If we have a box that contains 1000000 balls numbered from 1 to 1000000.
if we take "K" balls without replacement. let X be the maximum number and y be the minimum number in the K balls.
What is the expected value E(x-y) as function of "K".
If we have a box that contains 1000000 balls numbered from 1 to 1000000.
if we take "K" balls without replacement. let X be the maximum number and y be the minimum number in the K balls.
What is the expected value E(x-y) as function of "K".
@billobillo
You will never understand this question unless you yourself sit and work with the numbers.
May I suggest that you cut the question down to 100 balls an let K=8.
List the smallest eight numbers. What is $\displaystyle x=?~,~y=?~,~x-y=?$
List the larest eight numbers. What is $\displaystyle x=?~,~y=?~,~x-y=?$
List any eight numbers. What is $\displaystyle x=?~,~y=?~,~x-y=?$
Now what is the maximum for $\displaystyle x$?

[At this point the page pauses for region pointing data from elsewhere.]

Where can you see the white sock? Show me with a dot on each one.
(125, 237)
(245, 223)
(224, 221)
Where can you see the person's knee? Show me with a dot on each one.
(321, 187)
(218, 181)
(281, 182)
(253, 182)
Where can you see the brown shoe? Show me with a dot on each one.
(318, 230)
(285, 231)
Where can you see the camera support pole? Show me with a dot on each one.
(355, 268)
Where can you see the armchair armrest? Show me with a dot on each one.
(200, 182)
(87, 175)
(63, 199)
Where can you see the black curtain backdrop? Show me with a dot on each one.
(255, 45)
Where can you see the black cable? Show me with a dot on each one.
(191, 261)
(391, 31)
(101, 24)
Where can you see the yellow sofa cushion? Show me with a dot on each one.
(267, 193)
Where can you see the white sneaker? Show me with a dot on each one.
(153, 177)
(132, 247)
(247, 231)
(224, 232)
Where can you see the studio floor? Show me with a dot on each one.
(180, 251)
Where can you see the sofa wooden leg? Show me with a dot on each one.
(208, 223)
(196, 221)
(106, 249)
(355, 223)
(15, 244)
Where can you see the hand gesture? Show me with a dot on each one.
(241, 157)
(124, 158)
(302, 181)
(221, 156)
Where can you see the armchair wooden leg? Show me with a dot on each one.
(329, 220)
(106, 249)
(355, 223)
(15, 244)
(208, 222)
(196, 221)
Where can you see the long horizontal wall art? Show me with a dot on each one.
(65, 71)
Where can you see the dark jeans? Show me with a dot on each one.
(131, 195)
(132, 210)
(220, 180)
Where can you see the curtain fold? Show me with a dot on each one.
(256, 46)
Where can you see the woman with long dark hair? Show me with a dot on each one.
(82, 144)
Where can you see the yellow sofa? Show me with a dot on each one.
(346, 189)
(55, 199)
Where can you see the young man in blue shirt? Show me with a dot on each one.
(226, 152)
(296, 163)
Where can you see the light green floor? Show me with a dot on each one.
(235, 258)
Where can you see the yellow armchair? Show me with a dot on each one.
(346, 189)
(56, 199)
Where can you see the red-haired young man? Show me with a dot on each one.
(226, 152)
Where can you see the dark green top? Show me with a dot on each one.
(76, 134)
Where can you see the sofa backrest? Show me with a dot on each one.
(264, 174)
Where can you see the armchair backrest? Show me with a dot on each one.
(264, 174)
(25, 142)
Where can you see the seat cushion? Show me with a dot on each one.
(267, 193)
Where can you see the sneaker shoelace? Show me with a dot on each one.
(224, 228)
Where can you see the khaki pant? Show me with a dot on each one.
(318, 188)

Now what is the minimum for $\displaystyle y$?
Now what is $\displaystyle ?\le x-y\le ?$?
The think about number partitions?
When you have done that. Tell us what you find.
The title is a bit misleading...
Try it Moo, but maybe not start with K=8...
if K=2, you draw 2 balls out of 100, what is the expected value of the bigger numbered ball?
Now you draw 3 balls...
Then you should get it by now.
prove by using principle of symmetry
The set $\displaystyle \{1,2,3,4,5,6,7,8\}$ has $\displaystyle x=8,~y=1,~\&~x-y=7$
The set $\displaystyle \{93,94,95,96,97,98,99,100\}$ has $\displaystyle x=100,~y=93,~\&~x-y=7$.
The set $\displaystyle \{1,24,37,45,50,61,87,100\}$ has $\displaystyle x=100,~y=1,~\&~x-y=99$
Clearly $\displaystyle 7\le~x-y~\le 99$
Now $\displaystyle \mathcal{P}(x-y=99)=\dfrac{\binom{98}{6}}{\binom{100}{8}}$.
Thanks for your replies, before posting this topic, I worked on a sample of 7 balls with K=3 and I was able to find E(x) and E(y) as function of K but not E(x-y),
I'm not a math specialist but I guess that x and y are not independent events, any suggestions?